- Born: 21 June 1910 Bluff, New Zealand
- Died: 4 August 1981 (aged 71) Wellington, New Zealand
- Allegiance: United Kingdom
- Branch: British Army
- Service years: 1937–1965
- Rank: Major
- Unit: Queen Alexandra's Imperial Military Nursing Service (1937–1949) Queen Alexandra's Royal Army Nursing Corps (1949–1965)
- Conflicts: Second World War Korean War
- Awards: Royal Red Cross United Nations Service Medal for Korea

= Rose Hinchey =

New Zealand civilian and military nurse (1910–1981

Rose Moore Hinchey, (21 June 1910 – 4 August 1981) was a New Zealand civilian and military nurse.

==Early life and education==
Hinchey was born in Bluff, New Zealand, on 21 June 1910. She was the eldest of four children of William Hinchey and Henrietta Goetze (née Thompson). Her parents ran the Eagle Hotel and her father was also the mayor of Bluff. Hinchey attended Bluff School and Southland Girls' High School. She then trained as a nurse at Kew Hospital in Invercargill, followed by midwifery training at Alexandra Hospital in Wellington.

==Nursing career==
On completing her training, Hinchey nursed at a hospital in Bowen Street in Wellington. In 1936, she travelled to England and worked at an obstetric hospital alongside fellow Southland expatriate Charles Read.

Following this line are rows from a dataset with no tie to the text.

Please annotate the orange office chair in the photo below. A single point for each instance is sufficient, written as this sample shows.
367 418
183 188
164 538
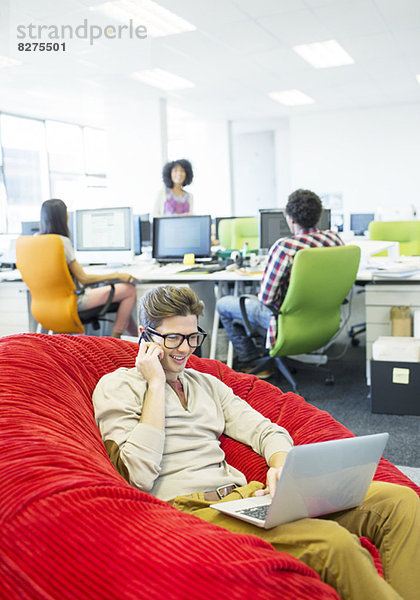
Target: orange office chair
42 263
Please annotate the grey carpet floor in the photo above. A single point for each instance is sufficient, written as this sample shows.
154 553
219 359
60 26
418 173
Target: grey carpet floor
348 402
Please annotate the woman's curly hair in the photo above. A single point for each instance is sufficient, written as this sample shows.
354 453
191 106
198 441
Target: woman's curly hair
182 162
304 207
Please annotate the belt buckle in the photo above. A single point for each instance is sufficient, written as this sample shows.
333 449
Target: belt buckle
224 490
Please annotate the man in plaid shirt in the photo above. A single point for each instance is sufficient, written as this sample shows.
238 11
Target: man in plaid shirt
303 211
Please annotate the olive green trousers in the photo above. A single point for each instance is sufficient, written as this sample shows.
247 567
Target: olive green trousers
389 516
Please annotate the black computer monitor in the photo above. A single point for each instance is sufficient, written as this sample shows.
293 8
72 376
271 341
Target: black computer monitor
30 227
175 236
359 222
273 226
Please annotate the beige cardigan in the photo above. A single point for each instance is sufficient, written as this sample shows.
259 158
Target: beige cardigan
187 456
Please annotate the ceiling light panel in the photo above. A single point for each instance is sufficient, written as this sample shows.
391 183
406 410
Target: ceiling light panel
291 98
158 21
323 55
163 80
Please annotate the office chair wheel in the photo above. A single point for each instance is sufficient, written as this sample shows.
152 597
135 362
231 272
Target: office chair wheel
329 380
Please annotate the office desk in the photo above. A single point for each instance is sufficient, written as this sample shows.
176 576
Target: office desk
208 287
387 283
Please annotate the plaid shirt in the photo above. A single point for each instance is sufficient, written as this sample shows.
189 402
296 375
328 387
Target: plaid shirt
275 280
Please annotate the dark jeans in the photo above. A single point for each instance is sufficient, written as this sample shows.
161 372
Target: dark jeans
230 313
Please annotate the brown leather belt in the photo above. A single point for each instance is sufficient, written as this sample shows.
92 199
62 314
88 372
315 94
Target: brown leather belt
219 493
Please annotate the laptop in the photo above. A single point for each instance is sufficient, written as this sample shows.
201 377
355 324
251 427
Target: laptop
317 479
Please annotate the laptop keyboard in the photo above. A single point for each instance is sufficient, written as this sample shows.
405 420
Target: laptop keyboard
257 512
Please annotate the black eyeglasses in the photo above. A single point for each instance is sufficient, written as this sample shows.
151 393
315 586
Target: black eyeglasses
175 340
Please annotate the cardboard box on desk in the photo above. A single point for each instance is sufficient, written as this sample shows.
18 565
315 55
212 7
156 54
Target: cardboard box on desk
395 376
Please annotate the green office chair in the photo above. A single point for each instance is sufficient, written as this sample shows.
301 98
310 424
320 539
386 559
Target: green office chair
245 229
310 314
407 233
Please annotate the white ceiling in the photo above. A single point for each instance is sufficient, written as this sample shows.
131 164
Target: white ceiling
240 51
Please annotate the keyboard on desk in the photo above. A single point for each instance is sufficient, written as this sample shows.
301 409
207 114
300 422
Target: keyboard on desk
203 269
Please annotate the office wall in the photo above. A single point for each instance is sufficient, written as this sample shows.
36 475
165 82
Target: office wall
371 156
134 140
205 144
281 168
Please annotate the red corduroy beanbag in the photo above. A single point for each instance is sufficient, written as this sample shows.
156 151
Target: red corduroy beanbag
71 527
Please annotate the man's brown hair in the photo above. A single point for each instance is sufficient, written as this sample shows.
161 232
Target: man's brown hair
168 301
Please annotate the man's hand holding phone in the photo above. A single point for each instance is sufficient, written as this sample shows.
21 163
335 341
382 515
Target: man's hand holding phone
148 360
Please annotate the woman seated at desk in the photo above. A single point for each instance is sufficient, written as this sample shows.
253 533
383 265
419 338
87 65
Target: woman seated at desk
54 219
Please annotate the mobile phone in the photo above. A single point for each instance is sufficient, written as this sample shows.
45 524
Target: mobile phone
145 336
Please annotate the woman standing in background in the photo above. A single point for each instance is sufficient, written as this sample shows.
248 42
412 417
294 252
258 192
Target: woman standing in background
173 199
54 219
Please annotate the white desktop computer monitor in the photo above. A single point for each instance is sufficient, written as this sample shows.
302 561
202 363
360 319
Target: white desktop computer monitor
175 236
359 222
104 236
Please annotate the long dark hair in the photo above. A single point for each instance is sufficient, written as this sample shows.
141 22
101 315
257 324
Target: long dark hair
54 217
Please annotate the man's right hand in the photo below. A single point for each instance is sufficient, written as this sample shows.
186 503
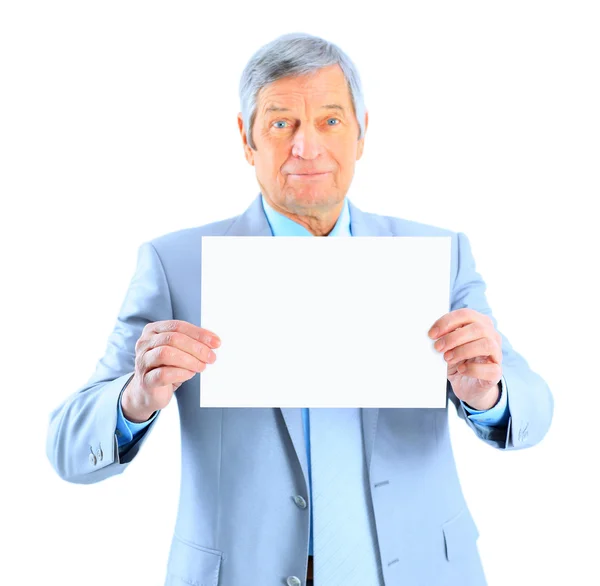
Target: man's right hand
167 354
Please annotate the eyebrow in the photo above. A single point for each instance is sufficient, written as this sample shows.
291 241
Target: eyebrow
326 106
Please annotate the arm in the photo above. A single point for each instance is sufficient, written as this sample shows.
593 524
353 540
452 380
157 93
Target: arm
496 415
129 432
530 404
82 444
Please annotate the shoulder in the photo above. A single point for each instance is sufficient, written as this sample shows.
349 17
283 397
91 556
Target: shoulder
403 227
187 238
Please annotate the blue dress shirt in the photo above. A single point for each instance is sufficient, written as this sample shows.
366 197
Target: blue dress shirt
129 432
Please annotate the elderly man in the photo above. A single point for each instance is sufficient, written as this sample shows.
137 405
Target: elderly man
371 495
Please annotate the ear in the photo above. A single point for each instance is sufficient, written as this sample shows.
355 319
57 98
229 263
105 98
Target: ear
248 152
361 142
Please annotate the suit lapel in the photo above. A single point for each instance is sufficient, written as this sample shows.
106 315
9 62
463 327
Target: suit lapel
253 222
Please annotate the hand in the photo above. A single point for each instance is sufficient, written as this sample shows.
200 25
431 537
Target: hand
167 354
475 368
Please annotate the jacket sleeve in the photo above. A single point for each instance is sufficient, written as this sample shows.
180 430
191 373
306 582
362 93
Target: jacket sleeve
81 443
530 402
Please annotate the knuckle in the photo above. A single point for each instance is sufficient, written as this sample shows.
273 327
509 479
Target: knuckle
163 352
161 375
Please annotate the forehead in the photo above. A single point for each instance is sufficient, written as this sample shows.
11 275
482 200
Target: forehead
325 87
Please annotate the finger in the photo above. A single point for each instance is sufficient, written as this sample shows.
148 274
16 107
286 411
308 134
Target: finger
468 333
165 375
183 342
171 356
456 319
483 347
175 325
489 372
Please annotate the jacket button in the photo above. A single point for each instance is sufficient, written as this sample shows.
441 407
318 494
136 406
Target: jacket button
300 501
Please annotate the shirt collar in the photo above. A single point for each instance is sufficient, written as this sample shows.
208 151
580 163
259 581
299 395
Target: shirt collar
281 225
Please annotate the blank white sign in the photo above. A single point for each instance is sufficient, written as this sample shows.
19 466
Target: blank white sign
324 322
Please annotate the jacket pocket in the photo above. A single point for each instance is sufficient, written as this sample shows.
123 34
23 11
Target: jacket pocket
192 565
460 535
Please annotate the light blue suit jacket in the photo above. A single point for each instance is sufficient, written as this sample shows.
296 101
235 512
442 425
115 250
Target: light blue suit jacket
238 517
281 225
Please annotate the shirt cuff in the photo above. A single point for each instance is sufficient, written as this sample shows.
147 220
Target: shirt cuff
128 430
497 415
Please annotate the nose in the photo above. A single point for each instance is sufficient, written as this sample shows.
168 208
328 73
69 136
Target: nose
307 143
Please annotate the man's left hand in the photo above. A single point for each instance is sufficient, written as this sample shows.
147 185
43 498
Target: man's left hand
473 349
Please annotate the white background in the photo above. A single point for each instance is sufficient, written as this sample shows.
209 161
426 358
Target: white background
118 124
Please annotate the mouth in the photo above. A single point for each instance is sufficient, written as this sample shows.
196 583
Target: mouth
309 175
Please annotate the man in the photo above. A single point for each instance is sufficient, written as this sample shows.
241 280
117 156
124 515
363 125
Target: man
372 496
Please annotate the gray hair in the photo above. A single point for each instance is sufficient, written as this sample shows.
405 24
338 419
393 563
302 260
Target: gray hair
295 54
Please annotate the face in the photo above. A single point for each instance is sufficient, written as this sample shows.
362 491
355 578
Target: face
306 135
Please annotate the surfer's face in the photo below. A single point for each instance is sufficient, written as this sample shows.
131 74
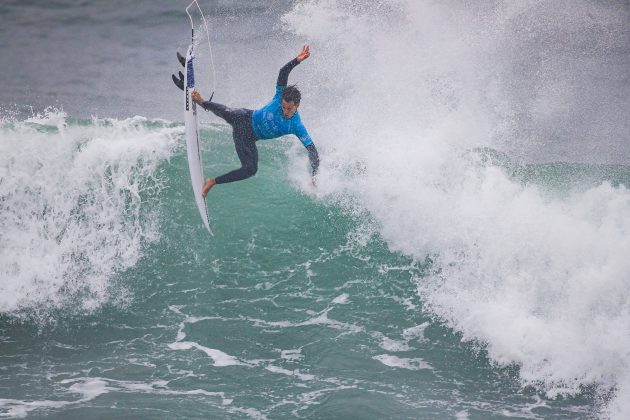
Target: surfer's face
288 108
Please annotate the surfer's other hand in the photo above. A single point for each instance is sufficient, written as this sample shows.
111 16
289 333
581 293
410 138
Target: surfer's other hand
196 97
304 54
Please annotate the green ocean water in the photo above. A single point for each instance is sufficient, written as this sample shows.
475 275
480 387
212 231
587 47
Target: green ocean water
296 308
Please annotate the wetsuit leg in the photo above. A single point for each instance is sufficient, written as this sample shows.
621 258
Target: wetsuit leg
245 144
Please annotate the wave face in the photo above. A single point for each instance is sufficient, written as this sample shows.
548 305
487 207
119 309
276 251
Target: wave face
79 201
529 261
431 274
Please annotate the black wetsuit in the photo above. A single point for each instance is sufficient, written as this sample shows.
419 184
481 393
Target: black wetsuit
245 138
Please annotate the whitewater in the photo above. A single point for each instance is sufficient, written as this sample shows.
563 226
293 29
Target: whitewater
464 254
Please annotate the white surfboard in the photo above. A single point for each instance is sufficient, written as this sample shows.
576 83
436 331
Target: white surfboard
195 164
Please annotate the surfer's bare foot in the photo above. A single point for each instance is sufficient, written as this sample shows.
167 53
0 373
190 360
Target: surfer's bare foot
206 187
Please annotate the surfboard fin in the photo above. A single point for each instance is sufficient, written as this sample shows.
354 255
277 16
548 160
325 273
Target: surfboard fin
179 82
181 59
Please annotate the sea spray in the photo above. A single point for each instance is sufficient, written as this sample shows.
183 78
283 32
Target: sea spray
79 200
542 280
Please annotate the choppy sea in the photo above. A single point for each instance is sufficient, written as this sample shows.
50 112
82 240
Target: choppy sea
464 254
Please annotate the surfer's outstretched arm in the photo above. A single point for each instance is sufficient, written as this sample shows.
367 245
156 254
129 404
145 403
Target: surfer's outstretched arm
283 76
313 157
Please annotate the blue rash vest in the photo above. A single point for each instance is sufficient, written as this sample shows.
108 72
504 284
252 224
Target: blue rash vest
269 122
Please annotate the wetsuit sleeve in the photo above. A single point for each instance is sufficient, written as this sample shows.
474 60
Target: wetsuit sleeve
313 157
283 76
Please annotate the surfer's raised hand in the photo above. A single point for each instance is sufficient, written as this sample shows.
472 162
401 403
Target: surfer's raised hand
304 54
196 97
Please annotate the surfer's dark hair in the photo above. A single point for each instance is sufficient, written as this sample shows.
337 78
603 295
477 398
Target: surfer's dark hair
292 94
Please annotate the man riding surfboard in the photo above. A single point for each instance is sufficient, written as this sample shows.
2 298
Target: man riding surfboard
278 118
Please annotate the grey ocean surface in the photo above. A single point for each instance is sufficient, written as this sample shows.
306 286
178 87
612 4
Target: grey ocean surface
502 294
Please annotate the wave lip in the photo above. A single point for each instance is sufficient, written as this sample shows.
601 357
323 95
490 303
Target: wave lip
78 203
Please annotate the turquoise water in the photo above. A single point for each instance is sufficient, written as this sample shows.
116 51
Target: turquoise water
464 255
296 308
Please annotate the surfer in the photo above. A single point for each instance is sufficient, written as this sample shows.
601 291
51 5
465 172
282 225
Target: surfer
278 118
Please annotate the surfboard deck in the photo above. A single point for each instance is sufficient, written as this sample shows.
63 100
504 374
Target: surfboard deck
195 163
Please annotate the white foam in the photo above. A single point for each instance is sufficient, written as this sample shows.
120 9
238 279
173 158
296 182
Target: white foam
402 362
220 358
296 373
542 280
76 208
342 299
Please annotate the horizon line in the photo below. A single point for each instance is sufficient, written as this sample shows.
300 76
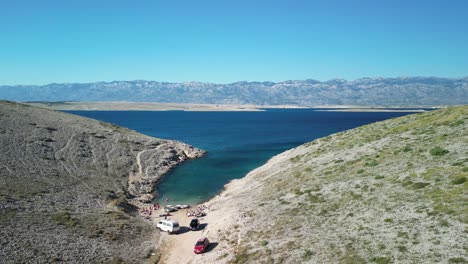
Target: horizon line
247 81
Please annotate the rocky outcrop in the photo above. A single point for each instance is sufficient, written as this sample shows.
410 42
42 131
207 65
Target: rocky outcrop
67 185
152 163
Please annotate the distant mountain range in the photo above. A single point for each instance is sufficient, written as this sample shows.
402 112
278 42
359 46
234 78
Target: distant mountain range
403 91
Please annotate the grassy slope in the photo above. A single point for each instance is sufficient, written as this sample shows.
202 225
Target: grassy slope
393 191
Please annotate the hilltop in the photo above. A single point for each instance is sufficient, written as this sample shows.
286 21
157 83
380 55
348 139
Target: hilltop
388 192
70 187
403 91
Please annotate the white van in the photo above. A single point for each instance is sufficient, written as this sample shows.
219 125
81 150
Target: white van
169 226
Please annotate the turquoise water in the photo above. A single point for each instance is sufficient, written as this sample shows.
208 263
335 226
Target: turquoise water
237 142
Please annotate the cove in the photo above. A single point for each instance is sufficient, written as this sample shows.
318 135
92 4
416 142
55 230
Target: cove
237 142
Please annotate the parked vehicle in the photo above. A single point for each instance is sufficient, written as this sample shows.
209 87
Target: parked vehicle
170 208
194 224
201 245
169 226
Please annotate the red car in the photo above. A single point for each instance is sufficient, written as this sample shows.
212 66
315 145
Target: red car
201 245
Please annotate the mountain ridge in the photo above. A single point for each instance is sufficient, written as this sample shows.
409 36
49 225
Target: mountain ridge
401 91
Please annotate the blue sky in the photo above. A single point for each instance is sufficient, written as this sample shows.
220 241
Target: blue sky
226 41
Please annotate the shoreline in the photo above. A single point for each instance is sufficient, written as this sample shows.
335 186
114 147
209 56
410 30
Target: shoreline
152 106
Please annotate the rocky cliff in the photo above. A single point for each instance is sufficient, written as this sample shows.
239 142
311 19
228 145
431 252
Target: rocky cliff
388 192
68 186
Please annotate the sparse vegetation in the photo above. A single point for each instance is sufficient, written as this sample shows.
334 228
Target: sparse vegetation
438 151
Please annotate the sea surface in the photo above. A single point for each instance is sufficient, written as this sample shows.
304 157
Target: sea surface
237 142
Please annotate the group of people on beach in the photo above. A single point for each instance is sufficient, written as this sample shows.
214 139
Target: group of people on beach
197 211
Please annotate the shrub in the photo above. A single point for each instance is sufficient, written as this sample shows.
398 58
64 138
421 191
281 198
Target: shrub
459 180
307 254
420 185
457 260
438 151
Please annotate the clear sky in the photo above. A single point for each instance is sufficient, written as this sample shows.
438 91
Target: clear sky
44 41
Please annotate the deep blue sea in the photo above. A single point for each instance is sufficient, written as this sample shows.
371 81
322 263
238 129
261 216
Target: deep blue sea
237 142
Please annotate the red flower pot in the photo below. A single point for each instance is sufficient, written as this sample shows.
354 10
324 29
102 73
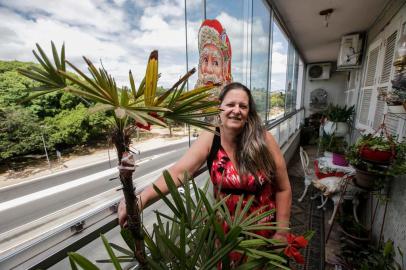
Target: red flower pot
376 155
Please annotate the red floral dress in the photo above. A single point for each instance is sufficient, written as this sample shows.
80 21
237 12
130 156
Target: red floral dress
226 181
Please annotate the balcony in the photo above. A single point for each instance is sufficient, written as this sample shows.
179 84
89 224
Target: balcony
277 47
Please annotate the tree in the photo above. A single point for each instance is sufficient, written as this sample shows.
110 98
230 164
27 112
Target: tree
19 132
132 107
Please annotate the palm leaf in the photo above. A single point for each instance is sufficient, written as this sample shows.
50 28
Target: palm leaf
82 261
110 251
56 57
96 88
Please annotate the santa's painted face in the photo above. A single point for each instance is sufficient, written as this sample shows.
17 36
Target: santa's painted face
212 65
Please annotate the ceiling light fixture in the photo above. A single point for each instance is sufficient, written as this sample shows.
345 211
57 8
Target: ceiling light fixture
326 13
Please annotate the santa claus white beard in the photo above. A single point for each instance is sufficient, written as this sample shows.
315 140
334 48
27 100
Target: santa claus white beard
209 78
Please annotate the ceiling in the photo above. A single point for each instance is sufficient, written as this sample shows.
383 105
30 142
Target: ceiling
315 41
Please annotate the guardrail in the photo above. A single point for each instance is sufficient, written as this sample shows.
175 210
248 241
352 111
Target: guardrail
77 232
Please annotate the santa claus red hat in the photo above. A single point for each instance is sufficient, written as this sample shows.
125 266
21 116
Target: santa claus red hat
212 32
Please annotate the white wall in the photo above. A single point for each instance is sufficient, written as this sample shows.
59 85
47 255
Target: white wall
334 87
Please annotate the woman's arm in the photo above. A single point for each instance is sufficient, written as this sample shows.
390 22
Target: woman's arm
189 162
283 196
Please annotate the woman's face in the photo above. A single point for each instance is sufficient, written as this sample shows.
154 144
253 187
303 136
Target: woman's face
234 109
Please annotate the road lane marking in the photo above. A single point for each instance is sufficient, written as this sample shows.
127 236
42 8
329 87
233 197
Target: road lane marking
69 185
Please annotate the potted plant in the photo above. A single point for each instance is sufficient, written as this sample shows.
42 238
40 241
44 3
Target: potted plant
132 109
377 149
353 230
336 146
338 120
371 172
189 236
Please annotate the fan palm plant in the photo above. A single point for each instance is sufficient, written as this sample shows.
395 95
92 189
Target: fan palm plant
192 236
133 108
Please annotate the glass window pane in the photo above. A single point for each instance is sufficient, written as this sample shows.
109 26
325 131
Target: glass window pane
280 45
260 55
284 132
299 87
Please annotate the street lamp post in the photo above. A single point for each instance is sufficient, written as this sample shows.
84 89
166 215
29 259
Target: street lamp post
45 148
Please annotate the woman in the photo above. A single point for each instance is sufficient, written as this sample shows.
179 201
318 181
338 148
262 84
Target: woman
243 160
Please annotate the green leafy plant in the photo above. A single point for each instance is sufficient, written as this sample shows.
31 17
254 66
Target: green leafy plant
336 113
365 256
132 108
191 237
333 144
396 168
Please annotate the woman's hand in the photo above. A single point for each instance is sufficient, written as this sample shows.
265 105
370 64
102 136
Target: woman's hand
122 213
280 236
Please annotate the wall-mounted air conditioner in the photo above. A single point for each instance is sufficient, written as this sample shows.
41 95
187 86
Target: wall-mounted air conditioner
320 71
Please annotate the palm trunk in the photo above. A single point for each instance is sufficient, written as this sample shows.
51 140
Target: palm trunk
122 141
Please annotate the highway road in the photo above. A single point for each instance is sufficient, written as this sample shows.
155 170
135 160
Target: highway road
29 187
35 200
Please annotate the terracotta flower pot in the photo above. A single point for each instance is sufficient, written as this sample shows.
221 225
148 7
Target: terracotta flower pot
339 159
376 156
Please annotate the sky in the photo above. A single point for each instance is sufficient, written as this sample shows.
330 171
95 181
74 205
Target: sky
120 34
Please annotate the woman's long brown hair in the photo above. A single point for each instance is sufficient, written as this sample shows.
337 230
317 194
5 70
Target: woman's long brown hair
252 154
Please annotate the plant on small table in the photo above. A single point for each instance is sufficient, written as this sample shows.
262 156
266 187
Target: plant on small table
337 146
375 158
339 119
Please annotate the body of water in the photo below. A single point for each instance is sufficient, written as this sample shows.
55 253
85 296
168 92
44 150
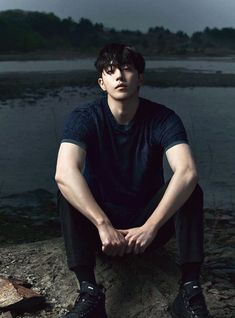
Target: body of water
30 133
194 65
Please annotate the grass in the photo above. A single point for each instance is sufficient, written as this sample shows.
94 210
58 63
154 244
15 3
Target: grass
19 85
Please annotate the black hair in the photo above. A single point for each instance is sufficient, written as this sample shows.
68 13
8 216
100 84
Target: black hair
118 55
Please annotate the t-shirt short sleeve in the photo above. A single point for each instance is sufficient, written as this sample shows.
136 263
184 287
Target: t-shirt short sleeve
77 128
172 132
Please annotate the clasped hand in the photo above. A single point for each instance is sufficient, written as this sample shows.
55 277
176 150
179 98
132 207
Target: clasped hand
129 241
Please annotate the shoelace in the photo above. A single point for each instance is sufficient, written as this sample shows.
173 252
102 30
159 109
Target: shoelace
198 306
84 303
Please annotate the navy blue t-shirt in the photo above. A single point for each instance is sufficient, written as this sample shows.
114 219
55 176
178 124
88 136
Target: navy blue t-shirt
124 163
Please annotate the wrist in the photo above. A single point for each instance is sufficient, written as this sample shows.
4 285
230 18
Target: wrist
102 222
151 226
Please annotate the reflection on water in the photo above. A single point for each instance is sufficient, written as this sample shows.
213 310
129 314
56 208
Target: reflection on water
31 129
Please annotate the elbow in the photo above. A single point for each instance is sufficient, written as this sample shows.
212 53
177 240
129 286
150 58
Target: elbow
193 176
59 178
189 174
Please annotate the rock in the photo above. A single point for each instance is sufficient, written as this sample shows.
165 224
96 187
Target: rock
16 297
6 315
136 287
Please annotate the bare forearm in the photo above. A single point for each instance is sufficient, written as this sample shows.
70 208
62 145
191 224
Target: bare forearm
75 189
178 191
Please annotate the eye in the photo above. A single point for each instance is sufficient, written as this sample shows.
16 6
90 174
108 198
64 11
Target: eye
127 68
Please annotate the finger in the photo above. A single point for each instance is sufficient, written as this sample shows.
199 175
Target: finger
123 248
130 247
136 248
123 232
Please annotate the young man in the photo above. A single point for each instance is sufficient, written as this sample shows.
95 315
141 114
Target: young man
112 194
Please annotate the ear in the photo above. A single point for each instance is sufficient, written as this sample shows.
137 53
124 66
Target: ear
141 79
101 84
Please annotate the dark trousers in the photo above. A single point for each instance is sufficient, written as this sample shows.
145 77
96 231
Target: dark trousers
82 240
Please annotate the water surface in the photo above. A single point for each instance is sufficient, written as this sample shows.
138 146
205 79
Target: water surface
30 133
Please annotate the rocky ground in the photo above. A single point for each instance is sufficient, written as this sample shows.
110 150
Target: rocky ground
136 287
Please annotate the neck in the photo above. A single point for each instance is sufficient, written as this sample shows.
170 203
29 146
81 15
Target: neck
123 110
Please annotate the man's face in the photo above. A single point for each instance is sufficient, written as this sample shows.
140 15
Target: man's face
121 83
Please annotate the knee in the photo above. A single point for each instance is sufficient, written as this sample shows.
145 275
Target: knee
196 198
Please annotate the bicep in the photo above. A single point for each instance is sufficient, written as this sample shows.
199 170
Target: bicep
180 157
70 155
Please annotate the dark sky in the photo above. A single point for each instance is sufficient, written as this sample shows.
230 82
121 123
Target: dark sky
186 15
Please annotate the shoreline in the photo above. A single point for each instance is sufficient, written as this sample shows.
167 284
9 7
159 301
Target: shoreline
73 54
20 85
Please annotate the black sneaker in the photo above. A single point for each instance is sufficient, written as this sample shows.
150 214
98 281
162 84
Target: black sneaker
90 302
190 302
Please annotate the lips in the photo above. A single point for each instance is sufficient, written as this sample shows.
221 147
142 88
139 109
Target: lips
120 85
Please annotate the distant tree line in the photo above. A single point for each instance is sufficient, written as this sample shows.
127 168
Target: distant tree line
26 31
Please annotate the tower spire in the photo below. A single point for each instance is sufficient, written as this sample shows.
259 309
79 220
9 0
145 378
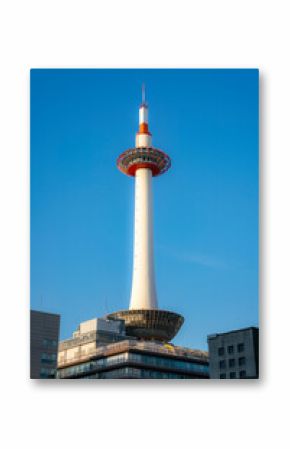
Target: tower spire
143 94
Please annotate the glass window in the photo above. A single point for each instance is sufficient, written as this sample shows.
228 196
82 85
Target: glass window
221 351
222 364
242 361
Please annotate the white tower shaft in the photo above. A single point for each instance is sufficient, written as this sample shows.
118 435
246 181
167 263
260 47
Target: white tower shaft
143 294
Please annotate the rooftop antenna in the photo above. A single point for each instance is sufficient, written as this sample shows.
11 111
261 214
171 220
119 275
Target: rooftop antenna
143 94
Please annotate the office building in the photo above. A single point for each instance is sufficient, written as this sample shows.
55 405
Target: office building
100 349
234 354
44 335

She was commissioned into the nursing branch of the British Army, Queen Alexandra's Imperial Military Nursing Service, in 1937 and initially nursed at the Cambridge Aldershot Military Hospital for two years. In January 1939, she was posted to a military hospital in Bombay (present-day Mumbai), India. During the Second World War, she served in a number of war zones, and after the war she served in India, the Middle East, Africa, Korea and Malaysia. She attained the rank of major in 1949, which she held until her retirement in 1965.

==Later life==

She resettled in Wellington, New Zealand, and died there on 4 August 1981. Hinchey's medals are displayed in the entrance hall of Southland Girls' High School, and include the Royal Red Cross and the United Nations Service Medal for Korea.